We didn't arrive back in Khasab until gone 10 pm, so we quickly packed the vehicles and made our way up to the camp near the top of Jebel Harem. We had a late night supper and retired to our tents after 1 am. The night was very pleasant, and cool enough to sleep comfortably in our tents. In the morning we walked a short distance from the camp to a viewpoint where we could just make out Aqabat Oso, the area in which we'd camped two weeks earlier.

Restored fort at BukkaAfter packing up we drove to a small wadi near the Sayh plateau which leads to the 'hidden valley'. This is where the village at the top of the 'Stairway to Heaven climb' is situated, and so we were able to peer gingerly over the edge, and wonder how on earth anyone could climb up there from wadi Ghalilah / Litibah far below.

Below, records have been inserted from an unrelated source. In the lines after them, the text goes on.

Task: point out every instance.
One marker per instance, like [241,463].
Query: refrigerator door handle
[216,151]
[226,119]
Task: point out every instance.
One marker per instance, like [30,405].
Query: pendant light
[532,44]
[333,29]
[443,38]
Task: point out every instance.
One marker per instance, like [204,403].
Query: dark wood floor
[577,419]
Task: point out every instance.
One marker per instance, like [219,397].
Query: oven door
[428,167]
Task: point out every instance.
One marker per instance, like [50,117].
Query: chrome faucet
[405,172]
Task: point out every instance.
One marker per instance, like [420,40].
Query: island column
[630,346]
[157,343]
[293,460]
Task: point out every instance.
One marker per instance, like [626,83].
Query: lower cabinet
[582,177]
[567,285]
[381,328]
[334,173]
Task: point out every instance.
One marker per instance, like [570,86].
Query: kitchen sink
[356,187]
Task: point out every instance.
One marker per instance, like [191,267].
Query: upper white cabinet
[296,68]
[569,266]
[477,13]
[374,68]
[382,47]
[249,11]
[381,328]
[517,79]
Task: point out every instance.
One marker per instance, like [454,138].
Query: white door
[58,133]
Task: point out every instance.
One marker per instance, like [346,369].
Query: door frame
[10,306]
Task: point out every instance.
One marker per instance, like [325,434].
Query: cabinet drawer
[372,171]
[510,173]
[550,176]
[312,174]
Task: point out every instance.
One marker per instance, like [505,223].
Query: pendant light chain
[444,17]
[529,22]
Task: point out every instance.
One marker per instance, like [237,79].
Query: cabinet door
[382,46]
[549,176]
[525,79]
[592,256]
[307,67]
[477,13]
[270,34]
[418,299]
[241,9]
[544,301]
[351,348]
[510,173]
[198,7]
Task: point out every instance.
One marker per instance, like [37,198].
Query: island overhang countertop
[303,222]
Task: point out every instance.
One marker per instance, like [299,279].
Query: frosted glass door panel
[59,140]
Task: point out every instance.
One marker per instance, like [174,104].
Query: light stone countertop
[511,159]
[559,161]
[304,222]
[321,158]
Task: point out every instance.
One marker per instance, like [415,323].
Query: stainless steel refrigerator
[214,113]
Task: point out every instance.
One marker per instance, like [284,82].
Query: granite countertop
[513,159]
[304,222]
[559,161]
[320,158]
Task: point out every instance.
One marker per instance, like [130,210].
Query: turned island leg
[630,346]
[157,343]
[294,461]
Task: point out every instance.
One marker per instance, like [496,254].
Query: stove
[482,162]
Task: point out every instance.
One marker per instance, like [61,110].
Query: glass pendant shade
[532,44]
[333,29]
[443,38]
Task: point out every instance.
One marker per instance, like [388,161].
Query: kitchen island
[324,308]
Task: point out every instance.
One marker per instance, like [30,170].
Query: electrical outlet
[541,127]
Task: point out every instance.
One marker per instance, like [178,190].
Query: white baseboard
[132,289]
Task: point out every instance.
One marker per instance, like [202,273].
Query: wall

Time was marching on so we headed back to the cars and drove back down to Khasab. From there we just didn't seem to be able to drag ourselves away and back over the border to the UAE. What with side trips to see more petroglyphs, the Shrine to Sheikh Masud in his beautifully secluded cove, then the restored mosque, fort and hill-fort at Bukka, it was nearly dark as we crossed the border back into the UAE with the long journey to Abu Dhabi ahead of us.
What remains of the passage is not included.